What is baptism? It is a new life in Christ, called out of the multitude of unbelievers and into His family.

It is a new perspective.  Baptism calls us to order our time and priorities around hearing God’s Word.

Baptism is about moving on: Moving past the wisdom, fears, and superstition of the world.  Baptism is to see things from the perspective of a redeemed child of God; to face the challenges and chances of life as a guaranteed heir of heaven; a child of the heavenly Father, so that with all boldness and confidence we may ask Him as dear children ask their dear father.

Baptism gives us a brother in His Son Jesus.

Baptism makes us brothers and sister together in His Body, the Church.  Baptism calls us to a life of love and service to our brothers and sisters in the Church, and to share this Good News with our family, friends, coworkers, and community.  Baptism calls us into the world to share Christ’s work of salvation.

We are called to remember our baptism – daily: in good times and bad.

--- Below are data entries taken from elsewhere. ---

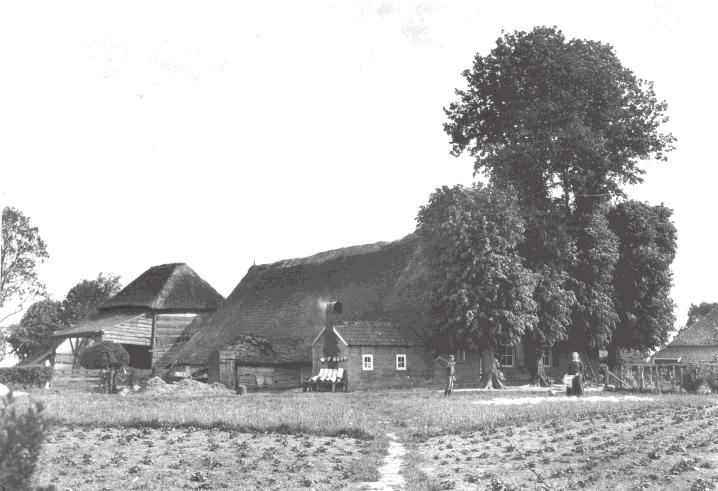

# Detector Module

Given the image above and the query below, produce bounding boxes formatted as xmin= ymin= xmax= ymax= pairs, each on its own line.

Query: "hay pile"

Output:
xmin=79 ymin=341 xmax=130 ymax=369
xmin=141 ymin=377 xmax=234 ymax=396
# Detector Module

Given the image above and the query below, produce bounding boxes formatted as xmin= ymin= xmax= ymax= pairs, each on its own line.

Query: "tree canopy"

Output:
xmin=60 ymin=273 xmax=122 ymax=327
xmin=1 ymin=207 xmax=49 ymax=324
xmin=7 ymin=299 xmax=63 ymax=361
xmin=6 ymin=273 xmax=122 ymax=362
xmin=608 ymin=201 xmax=676 ymax=354
xmin=444 ymin=26 xmax=675 ymax=205
xmin=686 ymin=302 xmax=718 ymax=328
xmin=442 ymin=26 xmax=676 ymax=361
xmin=417 ymin=183 xmax=537 ymax=387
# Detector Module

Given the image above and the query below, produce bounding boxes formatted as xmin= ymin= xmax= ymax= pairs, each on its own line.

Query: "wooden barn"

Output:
xmin=653 ymin=307 xmax=718 ymax=364
xmin=172 ymin=234 xmax=577 ymax=389
xmin=52 ymin=263 xmax=224 ymax=370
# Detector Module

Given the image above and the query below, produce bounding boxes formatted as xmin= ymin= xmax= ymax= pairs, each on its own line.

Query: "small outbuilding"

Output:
xmin=653 ymin=308 xmax=718 ymax=364
xmin=212 ymin=335 xmax=311 ymax=390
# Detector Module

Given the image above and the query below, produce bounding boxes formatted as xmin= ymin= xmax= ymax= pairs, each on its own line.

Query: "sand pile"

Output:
xmin=141 ymin=377 xmax=234 ymax=395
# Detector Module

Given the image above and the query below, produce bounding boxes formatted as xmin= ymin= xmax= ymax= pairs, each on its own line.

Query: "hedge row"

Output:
xmin=0 ymin=366 xmax=54 ymax=388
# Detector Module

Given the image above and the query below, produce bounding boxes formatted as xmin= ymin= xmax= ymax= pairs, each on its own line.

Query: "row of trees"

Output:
xmin=1 ymin=206 xmax=122 ymax=362
xmin=418 ymin=27 xmax=678 ymax=387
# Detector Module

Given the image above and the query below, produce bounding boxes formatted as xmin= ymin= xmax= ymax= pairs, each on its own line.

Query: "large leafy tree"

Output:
xmin=60 ymin=273 xmax=122 ymax=327
xmin=685 ymin=302 xmax=718 ymax=328
xmin=607 ymin=201 xmax=676 ymax=362
xmin=444 ymin=26 xmax=675 ymax=360
xmin=6 ymin=274 xmax=122 ymax=362
xmin=1 ymin=207 xmax=49 ymax=324
xmin=7 ymin=299 xmax=64 ymax=361
xmin=417 ymin=183 xmax=537 ymax=389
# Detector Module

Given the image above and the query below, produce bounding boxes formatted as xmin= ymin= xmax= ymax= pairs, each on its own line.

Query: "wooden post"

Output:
xmin=679 ymin=366 xmax=684 ymax=393
xmin=671 ymin=365 xmax=676 ymax=392
xmin=638 ymin=365 xmax=644 ymax=390
xmin=654 ymin=366 xmax=659 ymax=392
xmin=603 ymin=365 xmax=609 ymax=389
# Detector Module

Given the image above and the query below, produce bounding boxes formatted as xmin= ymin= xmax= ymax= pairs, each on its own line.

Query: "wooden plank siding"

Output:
xmin=51 ymin=368 xmax=103 ymax=392
xmin=102 ymin=315 xmax=153 ymax=346
xmin=151 ymin=313 xmax=199 ymax=367
xmin=217 ymin=352 xmax=311 ymax=390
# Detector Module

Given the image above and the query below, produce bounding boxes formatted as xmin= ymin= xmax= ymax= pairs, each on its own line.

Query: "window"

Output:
xmin=456 ymin=349 xmax=466 ymax=362
xmin=396 ymin=354 xmax=407 ymax=370
xmin=362 ymin=354 xmax=373 ymax=370
xmin=499 ymin=345 xmax=514 ymax=367
xmin=542 ymin=346 xmax=552 ymax=368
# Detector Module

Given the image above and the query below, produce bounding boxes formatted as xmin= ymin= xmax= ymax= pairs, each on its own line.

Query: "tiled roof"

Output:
xmin=334 ymin=321 xmax=423 ymax=346
xmin=652 ymin=346 xmax=718 ymax=364
xmin=176 ymin=234 xmax=429 ymax=365
xmin=101 ymin=263 xmax=224 ymax=312
xmin=670 ymin=307 xmax=718 ymax=346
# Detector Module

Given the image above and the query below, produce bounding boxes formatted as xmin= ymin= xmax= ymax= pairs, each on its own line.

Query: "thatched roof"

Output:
xmin=329 ymin=321 xmax=423 ymax=346
xmin=175 ymin=234 xmax=428 ymax=366
xmin=220 ymin=335 xmax=307 ymax=365
xmin=669 ymin=307 xmax=718 ymax=347
xmin=101 ymin=263 xmax=224 ymax=312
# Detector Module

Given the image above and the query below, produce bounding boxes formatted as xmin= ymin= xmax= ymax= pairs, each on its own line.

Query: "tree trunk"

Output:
xmin=478 ymin=348 xmax=506 ymax=389
xmin=524 ymin=334 xmax=550 ymax=386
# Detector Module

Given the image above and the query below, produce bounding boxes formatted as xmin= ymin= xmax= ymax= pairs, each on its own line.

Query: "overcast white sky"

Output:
xmin=1 ymin=1 xmax=715 ymax=331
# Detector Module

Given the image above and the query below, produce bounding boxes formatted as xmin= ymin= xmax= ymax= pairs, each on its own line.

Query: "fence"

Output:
xmin=602 ymin=363 xmax=718 ymax=393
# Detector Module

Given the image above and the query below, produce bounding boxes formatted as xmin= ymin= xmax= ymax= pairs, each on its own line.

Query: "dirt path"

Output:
xmin=362 ymin=432 xmax=407 ymax=490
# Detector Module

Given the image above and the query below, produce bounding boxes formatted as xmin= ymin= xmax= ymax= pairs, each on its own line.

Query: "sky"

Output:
xmin=1 ymin=1 xmax=715 ymax=337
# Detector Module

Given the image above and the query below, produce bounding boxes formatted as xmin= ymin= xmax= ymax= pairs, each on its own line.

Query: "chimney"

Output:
xmin=325 ymin=300 xmax=343 ymax=331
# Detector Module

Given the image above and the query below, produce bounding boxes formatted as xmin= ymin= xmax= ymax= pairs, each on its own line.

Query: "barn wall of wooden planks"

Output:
xmin=151 ymin=313 xmax=200 ymax=367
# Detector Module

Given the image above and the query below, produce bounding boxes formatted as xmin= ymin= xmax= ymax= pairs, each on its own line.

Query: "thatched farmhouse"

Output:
xmin=174 ymin=234 xmax=429 ymax=389
xmin=171 ymin=234 xmax=569 ymax=390
xmin=653 ymin=307 xmax=718 ymax=364
xmin=53 ymin=263 xmax=224 ymax=370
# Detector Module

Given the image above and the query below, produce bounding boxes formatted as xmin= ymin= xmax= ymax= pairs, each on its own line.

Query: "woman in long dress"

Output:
xmin=566 ymin=352 xmax=584 ymax=396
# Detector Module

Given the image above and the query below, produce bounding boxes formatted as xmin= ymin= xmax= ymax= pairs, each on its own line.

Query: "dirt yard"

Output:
xmin=411 ymin=403 xmax=718 ymax=490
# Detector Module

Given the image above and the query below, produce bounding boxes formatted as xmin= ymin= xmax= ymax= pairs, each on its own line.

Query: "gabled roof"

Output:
xmin=669 ymin=307 xmax=718 ymax=347
xmin=101 ymin=263 xmax=224 ymax=312
xmin=652 ymin=346 xmax=718 ymax=364
xmin=175 ymin=234 xmax=429 ymax=366
xmin=328 ymin=321 xmax=423 ymax=347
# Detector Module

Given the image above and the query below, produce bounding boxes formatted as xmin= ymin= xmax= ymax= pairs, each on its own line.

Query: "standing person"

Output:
xmin=436 ymin=355 xmax=456 ymax=396
xmin=566 ymin=352 xmax=584 ymax=396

This summer on July 12, I will celebrate the fortieth anniversary of my baptism.  Remembering my baptism always has a bit of an unfortunate memory for me.  The church I was baptized in – Messiah in Fort Wayne – a rather unremarkable 1970s architecture building was torn down in the 1990s to make way for an even more unremarkable parking lot for a prototype Walgreen’s in suburban sprawl Fort Wayne at the corner of Stellhorn and Maplecrest roads.  But this doesn’t diminish baptism at all.

The placing of the font in Church architecture has varied from time to time and place to place over the years.  Some churches have an elaborate room or part of the Nave called a baptistry to house the font.  Some churches place the font in the front, perhaps in the center or another prominent location.

Some of you this evening were perhaps even baptized in the font here at Immanuel in the entry from the Narthex into the Nave.  A relative of mine, not fully appreciating the symbolism of this location, remarked that it was kinda “in the way.”  Indeed, it is.  In the way.  You can’t get in without confronting the font.  This is on purpose.  We enter the Nave as we entered the Church—through Baptism.  And we leave with the comfort of baptism, remembering Jesus’ forgiveness from the cross given to you.

No matter where you were baptized: here; somewhere else you can visit; or if it was torn down over twenty-five years ago; the font serves as a physical reminder of that saving act that placed you into Our Lord’s family.

Every morning and evening, and before meals, Dr. Luther directs us in the catechism to make the sign of the cross and speak the words in which you received His name – Father, Son, and Holy Spirit – to remember your baptism.  Similarly, we begin and end the Divine Service with the sign of the cross and His Triune Name.

The sign of the cross is another physical reminder that Our Lord has called you, placed His name on you; in order to fulfill all righteousness.

In the name of the Father and of the + Son and of the Holy Spirit. Amen.